何故だか自分の喉元に手を当てて、首を傾げてみせたりする後藤はまるで子供みたいだ。パジャマ代わりのジャージ姿。

「……あぁ。もう全然?ってゆーかいつの話よ、それ」

言うほど古い話じゃなかったけれど、あんまり思い出したくない話題で、あたしはついついキツい口調になってしまう。

それでも後藤は気にするふうでもなく、そうだよねぇ、なんて笑った。

そうして、ぽすり、とソファに腰を下ろす。はーあ、と安堵とも溜息ともつかない声を漏らしながら。



「何、ごっちん、風邪っぽいの?熱は?」

脈絡のない会話と行動に、あたしは少し動揺していた。そのまま歩み寄って、後藤の額に手を当てる。

「熱、あるかなぁ」

ぼんやりと見上げる瞳。本気で焦る。自分の額に当てた反対の手と、けれどもはっきりした差は感じられない。

「ダメだ、分かんない。体温計でちゃんと計んないと……頭痛い?喉?」

覗き込んだあたしに、後藤は、ふにぃっと顔を緩ませた。

「ううん、別に何処も痛くないよ。熱もねー、計っても平熱だと思う」

呑気な言葉を聞いて、やっと落ち着いて我に返った。……てゆうか。後藤。

「なんとも、ない?別に。もしかして。最初っから」

「うん。全然ー」

へらっ、と笑顔を見せた後藤は、それから本格的に笑い出した。だって圭ちゃん、超真剣な顔してんの!とか言いながら。

あぁ、確かにあたしの勘違いだけどさぁ!いきなり訳分かんないこと言うから!――あたしは、ひとしきり、切れて叫んだ。一応。

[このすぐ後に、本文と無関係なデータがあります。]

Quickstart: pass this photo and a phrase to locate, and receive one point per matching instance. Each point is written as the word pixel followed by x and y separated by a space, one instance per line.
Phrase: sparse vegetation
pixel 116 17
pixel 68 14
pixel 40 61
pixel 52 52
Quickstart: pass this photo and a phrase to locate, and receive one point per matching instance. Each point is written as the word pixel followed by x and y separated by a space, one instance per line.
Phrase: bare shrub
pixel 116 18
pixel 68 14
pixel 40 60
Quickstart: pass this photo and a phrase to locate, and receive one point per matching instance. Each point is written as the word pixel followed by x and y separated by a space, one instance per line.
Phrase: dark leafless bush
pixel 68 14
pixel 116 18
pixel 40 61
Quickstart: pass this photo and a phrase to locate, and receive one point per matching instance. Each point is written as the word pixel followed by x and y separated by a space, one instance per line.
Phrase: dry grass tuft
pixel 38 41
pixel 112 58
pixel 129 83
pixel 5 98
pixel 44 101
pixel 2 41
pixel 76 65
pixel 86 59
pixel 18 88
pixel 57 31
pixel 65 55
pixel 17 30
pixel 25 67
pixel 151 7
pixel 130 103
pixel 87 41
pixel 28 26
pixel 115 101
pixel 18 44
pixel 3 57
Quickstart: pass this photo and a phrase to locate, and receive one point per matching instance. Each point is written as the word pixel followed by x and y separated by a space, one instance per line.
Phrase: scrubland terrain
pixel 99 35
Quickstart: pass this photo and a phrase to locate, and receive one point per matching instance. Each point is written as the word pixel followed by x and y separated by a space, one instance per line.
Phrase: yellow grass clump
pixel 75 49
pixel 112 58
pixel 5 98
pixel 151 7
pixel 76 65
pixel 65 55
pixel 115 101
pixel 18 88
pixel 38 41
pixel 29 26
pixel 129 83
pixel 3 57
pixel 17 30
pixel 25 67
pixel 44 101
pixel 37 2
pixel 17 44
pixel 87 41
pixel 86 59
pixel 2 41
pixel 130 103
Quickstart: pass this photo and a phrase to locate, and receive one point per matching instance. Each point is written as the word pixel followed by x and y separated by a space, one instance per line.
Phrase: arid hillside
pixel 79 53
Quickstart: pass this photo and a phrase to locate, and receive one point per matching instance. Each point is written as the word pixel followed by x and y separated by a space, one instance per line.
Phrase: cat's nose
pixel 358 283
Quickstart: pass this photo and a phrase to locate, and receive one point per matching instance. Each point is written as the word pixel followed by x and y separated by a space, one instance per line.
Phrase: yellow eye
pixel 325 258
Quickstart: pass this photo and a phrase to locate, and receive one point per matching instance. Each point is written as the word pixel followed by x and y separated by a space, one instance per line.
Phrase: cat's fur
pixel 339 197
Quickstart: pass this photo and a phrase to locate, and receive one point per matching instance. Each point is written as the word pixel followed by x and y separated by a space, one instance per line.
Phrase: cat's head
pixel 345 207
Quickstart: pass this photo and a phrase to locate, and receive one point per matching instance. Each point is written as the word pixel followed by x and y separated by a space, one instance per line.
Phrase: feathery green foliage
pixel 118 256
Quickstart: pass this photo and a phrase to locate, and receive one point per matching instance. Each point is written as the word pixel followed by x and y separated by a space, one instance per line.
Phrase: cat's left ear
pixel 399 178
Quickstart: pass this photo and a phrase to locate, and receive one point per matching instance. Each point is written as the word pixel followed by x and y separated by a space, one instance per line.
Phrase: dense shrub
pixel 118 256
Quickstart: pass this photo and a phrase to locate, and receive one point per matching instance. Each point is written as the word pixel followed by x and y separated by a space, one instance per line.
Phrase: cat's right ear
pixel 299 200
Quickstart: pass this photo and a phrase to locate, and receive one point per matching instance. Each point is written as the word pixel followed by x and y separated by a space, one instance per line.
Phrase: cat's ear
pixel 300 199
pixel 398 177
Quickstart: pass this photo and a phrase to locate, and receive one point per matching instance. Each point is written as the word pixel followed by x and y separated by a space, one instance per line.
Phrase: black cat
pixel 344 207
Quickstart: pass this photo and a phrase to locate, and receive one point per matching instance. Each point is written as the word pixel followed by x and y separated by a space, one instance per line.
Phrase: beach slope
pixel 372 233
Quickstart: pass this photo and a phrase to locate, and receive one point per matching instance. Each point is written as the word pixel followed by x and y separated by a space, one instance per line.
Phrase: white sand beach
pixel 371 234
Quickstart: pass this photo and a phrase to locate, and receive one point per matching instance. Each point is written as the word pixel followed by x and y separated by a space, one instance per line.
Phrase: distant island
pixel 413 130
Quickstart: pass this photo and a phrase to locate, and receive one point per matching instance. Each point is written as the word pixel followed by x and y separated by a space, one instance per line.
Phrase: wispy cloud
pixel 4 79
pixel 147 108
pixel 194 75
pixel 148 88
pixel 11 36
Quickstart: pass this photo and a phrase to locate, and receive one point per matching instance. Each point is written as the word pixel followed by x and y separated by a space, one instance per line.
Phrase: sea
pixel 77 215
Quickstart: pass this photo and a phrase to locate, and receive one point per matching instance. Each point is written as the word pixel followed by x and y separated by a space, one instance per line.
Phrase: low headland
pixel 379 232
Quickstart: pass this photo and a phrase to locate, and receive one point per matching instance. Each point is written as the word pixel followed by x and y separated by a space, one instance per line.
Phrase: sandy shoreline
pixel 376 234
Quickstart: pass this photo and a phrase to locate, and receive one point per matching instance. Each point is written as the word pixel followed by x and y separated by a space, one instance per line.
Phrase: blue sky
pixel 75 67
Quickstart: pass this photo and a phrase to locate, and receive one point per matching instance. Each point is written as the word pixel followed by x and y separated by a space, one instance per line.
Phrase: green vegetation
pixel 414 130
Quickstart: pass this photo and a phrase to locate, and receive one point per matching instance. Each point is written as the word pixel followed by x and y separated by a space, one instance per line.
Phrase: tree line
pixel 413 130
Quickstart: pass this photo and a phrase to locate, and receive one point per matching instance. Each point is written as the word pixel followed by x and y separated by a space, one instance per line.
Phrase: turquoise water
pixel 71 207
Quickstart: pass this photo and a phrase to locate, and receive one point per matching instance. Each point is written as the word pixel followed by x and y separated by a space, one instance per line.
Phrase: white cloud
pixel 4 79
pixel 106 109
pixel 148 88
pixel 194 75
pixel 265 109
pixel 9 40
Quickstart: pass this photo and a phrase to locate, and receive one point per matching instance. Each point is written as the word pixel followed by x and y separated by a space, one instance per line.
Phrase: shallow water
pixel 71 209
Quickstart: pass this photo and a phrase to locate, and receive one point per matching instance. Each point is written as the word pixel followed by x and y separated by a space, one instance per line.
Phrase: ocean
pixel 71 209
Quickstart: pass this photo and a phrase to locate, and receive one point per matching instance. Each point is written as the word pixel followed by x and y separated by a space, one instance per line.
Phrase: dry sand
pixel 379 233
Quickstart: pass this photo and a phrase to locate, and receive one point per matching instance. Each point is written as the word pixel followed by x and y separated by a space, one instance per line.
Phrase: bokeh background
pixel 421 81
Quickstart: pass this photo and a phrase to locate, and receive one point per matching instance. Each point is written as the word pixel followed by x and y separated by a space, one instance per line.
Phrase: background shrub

「ちょっと。もういいよ、あんた早く部屋帰んなさいよ」

切れた延長で、そう言い放つ。理想的な就寝時間はとっくに過ぎている。

「そうねー。うん」

素直な返事は口先だけのこと。後藤はどうにも動こうとしなかった。なんだか、立ち上がる意志を感じない。

そして、何気にずっと手にしていた――元々それを取りに来た筈の――携帯電話を、テーブルの上に無造作に置いた。



「何……泊まってくの?」

「んー。そうする」

降って湧いたような結論に、あたしは少しだけ気持ちが追いつかなかった。